I hadn’t written about this yet because it hasn’t felt entirely real, but her box came back to the vet’s office the other day so I knew it was time to post something. I didn’t know exactly how old Crumble was when I got her, but I thought I had so much more time.
We had her cremated. I couldn’t bring myself to send her body away for a necropsy because I wouldn’t get her back. I’m confident she didn’t have a contagious illness, but I will have a blood test done for the remaining chickens just to be sure. I added the feathers I had collected to her little bamboo box with her ashes.
She seemed a bit lethargic and thin, so I brought her inside to keep an eye on her. She wasn’t overly interested in food but she was still bright eyed and chatty so I wasn’t too concerned. I gave her some coconut cream to make sure she was getting enough calories, she chatted at me for a bit, then she fell asleep in my lap. I held her for a while before putting her to bed, and she was gone when I woke up.
I have to wonder if she had been ill since I brought her home. Normally mild-manner Gueuze accepted the Easter Eggers without question, but he didn’t want Crumble in the flock at first. I was able to get him to warm up to her though, and I didn’t think anything more of it. She had such a fantastic little personality and although she wasn’t here for long, I had become very attached to her. She often had a sort of confused, judgemental look on her face.

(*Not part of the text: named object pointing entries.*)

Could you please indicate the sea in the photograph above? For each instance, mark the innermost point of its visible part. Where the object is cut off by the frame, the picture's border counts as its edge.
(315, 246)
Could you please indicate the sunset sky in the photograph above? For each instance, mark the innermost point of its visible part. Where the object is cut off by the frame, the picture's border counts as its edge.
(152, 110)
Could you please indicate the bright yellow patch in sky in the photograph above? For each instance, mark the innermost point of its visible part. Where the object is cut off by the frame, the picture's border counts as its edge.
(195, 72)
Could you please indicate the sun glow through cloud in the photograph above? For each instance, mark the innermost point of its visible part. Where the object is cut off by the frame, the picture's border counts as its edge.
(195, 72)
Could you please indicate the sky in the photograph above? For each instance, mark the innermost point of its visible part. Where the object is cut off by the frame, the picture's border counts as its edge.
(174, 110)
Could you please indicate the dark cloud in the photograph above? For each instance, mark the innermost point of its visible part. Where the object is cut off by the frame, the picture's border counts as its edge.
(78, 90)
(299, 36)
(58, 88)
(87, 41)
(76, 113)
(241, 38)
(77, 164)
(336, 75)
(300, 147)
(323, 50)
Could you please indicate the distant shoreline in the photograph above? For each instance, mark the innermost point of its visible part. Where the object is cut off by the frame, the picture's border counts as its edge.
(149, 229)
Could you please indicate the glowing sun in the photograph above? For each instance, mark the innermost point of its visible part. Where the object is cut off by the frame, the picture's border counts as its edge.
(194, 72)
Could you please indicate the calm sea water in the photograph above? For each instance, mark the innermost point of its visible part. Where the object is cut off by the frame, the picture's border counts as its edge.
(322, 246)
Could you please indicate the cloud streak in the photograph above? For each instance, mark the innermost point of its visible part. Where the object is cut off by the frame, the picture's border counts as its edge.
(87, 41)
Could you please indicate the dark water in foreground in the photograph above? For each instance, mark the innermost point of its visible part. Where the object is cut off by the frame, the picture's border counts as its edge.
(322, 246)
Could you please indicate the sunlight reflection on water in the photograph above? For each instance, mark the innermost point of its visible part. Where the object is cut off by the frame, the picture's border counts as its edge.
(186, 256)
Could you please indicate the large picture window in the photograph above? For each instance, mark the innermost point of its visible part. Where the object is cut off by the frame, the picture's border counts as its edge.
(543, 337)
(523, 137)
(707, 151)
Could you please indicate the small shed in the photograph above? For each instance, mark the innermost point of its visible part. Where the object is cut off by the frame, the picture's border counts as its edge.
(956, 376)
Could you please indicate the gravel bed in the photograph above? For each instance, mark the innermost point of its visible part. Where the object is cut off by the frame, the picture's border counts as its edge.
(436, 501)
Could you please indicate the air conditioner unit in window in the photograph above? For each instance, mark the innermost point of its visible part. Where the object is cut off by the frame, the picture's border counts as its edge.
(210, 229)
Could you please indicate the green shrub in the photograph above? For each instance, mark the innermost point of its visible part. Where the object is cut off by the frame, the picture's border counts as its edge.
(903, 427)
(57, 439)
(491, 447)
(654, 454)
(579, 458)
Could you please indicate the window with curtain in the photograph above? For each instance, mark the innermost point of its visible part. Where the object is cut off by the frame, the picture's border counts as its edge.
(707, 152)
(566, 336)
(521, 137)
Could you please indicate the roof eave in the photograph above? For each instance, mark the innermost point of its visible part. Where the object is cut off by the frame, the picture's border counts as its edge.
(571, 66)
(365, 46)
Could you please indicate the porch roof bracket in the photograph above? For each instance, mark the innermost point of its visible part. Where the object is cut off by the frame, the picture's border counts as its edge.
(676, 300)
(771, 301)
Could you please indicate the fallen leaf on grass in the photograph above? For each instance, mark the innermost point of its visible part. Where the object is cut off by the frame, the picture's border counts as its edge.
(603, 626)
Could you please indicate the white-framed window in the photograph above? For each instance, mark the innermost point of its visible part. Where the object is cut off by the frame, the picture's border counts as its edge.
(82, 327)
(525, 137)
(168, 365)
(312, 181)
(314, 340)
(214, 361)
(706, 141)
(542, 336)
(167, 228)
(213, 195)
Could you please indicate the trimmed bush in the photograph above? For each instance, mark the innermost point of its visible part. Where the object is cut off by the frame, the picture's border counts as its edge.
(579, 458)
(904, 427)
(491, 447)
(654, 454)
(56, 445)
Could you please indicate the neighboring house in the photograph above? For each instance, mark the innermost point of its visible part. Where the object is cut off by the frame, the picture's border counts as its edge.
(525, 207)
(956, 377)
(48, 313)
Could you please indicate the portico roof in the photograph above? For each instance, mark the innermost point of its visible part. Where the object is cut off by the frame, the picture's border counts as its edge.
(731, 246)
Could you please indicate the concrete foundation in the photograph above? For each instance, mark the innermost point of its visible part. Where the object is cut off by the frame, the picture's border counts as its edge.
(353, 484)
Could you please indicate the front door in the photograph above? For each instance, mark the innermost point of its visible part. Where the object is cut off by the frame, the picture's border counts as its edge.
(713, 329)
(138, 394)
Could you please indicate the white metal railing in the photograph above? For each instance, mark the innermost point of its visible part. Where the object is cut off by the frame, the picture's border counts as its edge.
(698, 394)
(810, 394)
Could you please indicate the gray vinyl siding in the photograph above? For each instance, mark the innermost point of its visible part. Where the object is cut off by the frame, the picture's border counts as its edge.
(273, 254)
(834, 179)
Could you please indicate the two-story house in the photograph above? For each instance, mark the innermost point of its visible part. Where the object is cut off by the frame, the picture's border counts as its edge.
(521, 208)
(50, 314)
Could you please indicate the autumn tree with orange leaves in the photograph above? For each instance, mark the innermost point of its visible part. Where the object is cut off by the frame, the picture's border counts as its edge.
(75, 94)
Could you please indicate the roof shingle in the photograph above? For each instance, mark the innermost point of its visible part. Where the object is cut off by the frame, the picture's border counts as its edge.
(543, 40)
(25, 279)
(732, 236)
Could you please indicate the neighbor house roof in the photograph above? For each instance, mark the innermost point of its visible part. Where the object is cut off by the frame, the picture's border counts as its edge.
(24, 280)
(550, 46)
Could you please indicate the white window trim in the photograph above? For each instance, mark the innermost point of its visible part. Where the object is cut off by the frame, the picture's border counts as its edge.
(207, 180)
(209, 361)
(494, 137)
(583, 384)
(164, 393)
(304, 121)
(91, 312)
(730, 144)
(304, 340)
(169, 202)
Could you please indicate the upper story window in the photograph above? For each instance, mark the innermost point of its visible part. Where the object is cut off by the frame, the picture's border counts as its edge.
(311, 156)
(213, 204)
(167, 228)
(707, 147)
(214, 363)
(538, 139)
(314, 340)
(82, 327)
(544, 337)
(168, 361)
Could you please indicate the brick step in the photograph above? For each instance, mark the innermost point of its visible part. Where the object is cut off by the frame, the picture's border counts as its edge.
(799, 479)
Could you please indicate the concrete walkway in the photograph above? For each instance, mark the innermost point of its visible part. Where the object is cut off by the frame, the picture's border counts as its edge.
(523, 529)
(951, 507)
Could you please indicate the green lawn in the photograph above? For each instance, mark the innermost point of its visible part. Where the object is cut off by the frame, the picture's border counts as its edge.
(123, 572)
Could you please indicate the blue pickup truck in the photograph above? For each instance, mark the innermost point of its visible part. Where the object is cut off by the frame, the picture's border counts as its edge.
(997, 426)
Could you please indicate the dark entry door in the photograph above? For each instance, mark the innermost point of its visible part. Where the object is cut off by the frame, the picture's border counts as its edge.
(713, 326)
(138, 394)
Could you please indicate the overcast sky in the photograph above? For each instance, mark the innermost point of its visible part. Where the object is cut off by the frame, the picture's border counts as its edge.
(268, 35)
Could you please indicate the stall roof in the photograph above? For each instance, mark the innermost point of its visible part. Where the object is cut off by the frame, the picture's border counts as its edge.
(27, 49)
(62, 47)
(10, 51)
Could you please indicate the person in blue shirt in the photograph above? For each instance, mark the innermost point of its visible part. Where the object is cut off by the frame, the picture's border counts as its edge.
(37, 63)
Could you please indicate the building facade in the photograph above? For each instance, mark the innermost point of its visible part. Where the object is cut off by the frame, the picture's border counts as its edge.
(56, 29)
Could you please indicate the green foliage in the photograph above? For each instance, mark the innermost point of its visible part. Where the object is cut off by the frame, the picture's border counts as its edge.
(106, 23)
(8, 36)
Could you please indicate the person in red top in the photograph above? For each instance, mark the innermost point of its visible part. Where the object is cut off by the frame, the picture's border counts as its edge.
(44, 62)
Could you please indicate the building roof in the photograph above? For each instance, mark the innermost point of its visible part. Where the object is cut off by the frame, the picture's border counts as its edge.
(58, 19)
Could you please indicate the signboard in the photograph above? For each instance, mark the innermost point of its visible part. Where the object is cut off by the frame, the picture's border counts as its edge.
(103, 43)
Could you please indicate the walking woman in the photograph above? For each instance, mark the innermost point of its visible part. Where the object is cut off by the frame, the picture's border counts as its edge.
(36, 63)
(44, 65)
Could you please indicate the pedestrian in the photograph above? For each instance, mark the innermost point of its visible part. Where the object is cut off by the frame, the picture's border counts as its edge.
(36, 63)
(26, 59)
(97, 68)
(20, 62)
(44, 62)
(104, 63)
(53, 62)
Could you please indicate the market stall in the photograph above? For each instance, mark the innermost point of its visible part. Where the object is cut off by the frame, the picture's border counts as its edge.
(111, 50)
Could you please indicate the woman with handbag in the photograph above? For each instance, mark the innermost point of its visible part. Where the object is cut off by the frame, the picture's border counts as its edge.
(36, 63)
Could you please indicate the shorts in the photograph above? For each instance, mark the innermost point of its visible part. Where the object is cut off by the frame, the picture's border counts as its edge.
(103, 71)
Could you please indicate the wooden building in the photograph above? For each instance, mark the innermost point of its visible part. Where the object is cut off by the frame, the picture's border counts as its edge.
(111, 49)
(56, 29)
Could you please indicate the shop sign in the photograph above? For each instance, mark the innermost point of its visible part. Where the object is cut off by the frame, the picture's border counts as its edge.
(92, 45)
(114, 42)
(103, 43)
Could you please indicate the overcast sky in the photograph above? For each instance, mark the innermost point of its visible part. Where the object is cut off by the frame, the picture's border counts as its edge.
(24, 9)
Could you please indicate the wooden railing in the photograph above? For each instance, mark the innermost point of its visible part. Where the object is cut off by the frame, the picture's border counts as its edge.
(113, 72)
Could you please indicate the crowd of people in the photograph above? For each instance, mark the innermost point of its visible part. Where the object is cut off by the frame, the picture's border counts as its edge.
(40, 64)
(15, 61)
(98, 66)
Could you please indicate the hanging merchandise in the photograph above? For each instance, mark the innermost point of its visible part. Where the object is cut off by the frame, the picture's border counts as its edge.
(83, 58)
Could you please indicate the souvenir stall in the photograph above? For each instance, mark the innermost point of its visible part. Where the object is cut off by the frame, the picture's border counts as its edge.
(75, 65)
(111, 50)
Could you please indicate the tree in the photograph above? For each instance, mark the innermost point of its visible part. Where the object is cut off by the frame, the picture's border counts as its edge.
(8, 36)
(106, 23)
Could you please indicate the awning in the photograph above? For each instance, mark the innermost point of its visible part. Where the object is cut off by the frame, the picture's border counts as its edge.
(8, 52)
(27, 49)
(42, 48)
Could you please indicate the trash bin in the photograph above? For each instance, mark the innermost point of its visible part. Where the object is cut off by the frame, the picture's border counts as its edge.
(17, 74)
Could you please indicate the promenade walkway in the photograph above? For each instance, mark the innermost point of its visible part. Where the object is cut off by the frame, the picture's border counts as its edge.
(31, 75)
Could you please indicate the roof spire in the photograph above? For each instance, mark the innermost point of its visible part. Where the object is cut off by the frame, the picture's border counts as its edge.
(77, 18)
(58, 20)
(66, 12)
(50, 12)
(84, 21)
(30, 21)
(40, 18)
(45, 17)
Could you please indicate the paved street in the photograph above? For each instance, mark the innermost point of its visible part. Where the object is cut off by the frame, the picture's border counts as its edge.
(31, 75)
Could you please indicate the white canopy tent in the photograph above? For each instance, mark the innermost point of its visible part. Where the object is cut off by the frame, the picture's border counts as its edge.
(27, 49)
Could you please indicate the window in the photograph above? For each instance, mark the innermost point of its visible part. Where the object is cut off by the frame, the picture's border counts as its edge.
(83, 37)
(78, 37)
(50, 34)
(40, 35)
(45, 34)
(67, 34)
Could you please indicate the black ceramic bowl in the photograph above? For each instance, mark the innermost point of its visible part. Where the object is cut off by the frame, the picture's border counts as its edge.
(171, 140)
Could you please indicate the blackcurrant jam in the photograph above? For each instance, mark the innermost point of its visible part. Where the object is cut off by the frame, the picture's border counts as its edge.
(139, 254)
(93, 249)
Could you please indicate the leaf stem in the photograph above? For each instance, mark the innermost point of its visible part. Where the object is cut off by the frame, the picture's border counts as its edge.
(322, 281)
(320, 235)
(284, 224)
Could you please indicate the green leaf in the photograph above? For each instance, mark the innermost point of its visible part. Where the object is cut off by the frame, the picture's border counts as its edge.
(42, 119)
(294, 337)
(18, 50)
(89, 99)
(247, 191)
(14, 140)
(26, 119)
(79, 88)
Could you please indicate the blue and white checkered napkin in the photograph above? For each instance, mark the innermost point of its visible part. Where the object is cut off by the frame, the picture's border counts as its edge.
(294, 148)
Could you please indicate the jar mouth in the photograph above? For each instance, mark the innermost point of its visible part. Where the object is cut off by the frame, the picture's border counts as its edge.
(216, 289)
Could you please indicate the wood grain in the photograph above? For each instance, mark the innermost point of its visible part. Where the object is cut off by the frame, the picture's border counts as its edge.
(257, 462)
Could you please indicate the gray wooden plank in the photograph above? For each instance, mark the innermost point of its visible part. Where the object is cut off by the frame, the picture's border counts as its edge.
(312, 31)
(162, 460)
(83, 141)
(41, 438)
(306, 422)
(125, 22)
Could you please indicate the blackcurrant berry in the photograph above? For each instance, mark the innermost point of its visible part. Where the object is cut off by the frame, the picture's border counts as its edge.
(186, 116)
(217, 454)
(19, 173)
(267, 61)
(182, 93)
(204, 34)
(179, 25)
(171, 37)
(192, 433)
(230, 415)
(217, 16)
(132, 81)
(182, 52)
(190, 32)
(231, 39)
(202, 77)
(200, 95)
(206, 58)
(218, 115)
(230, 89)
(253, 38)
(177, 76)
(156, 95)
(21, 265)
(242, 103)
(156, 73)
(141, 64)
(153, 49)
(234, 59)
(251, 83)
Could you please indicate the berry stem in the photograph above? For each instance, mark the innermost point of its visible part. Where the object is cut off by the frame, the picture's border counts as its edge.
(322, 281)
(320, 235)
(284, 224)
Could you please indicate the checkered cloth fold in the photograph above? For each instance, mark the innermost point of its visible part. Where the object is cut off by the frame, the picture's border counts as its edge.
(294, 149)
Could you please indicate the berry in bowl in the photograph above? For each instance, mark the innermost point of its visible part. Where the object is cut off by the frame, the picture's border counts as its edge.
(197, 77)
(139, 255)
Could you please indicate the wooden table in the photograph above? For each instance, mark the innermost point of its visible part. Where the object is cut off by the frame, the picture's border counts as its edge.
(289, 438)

She was loud and boorish and frankly, a bit slovenly. She beaked food out all over the ground and flung it everywhere when she ate. But I had grown accustomed to her mannerisms and they had become endearments. Even with the Easter Eggers cackling like a pair of kookaburras the yard is somehow quieter without her here. She had a presence, and the absence of it is painfully felt.
Fly free little blackbird, you were loved and will be greatly missed.